Ticagrelor alleviates high-carbohydrate intake induced altered electrical activity of ventricular cardiomyocytes by regulating sarcoplasmic reticulum-mitochondria miscommunication.
xmlui.mirage2.itemSummaryView.MetaDataShow full item record
Metabolic syndrome (MetS) is associated with additional cardiovascular risk in mammalians while there are relationships between hyperglycemia-associated cardiovascular dysfunction and increased platelet P2Y12 receptor activation. Although P2Y12 receptor antagonist ticagrelor (Tica) plays roles in reduction of cardiovascular events, its beneficial mechanism remains poorly understood. Therefore, we aimed to clarify whether Tica can exert a direct protective effect in ventricular cardiomyocytes from high-carbohydrate diet-induced MetS rats, at least, through affecting sarcoplasmic reticulum (SR)-mitochondria (Mit) miscommunication. Tica treatment of MetS rats (150 mg/kg/day for 15 days) significantly reversed the altered parameters of action potentials by reversing sarcolemmal ionic currents carried by voltage-dependent Na and K channels, and Na/Ca-exchanger in the cells, expressed P2Y12 receptors.
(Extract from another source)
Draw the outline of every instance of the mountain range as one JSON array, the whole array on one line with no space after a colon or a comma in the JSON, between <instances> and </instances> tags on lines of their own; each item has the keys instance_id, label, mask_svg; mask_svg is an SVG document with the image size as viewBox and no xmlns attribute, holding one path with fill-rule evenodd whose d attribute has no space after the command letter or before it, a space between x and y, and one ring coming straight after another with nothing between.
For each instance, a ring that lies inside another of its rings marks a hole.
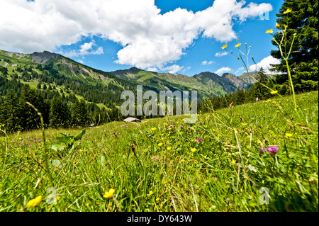
<instances>
[{"instance_id":1,"label":"mountain range","mask_svg":"<svg viewBox=\"0 0 319 226\"><path fill-rule=\"evenodd\" d=\"M221 77L212 72L205 72L192 77L171 73L157 73L145 71L137 67L114 72L103 72L79 63L60 54L47 51L23 54L0 50L0 67L6 68L7 74L16 73L18 78L23 79L23 75L17 71L18 67L32 67L36 71L39 65L50 68L60 77L83 82L92 86L96 84L114 86L123 89L131 90L138 84L143 85L148 89L191 91L196 90L198 96L206 97L212 95L221 96L235 91L237 89L247 89L255 81L248 74L236 77L230 73L225 73ZM39 70L38 72L40 73ZM1 74L1 72L0 72ZM251 73L255 77L256 72ZM123 83L123 81L125 82ZM29 80L33 86L38 81ZM27 81L28 83L28 81ZM125 84L125 86L123 84Z\"/></svg>"}]
</instances>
The increased basal-cytosolic Ca level and depressed SR Ca load were also reversed in Tica-treated cells, at most, though recoveries in the phosphorylation levels of ryanodine receptors and phospholamban. Moreover, there were marked recoveries in Mit structure and function (including increases in both autophagosomes and fragmentations) together with recoveries in Mit proteins and the factors associated with Ca transfer between SR-Mit. There were further significant recoveries in markers of both ER stress and oxidative stress. Taken into consideration the Tica-induced prevention of ER stress and mitochondrial dysfunction, our data provided an important document on the pleiotropic effects of Tica in the electrical activity of the cardiomyocytes from MetS rats. This protective effect seems through recoveries in SR-Mit miscommunication besides modulation of different sarcolemmal ion-channel activities, independent of P2Y12 receptor antagonism.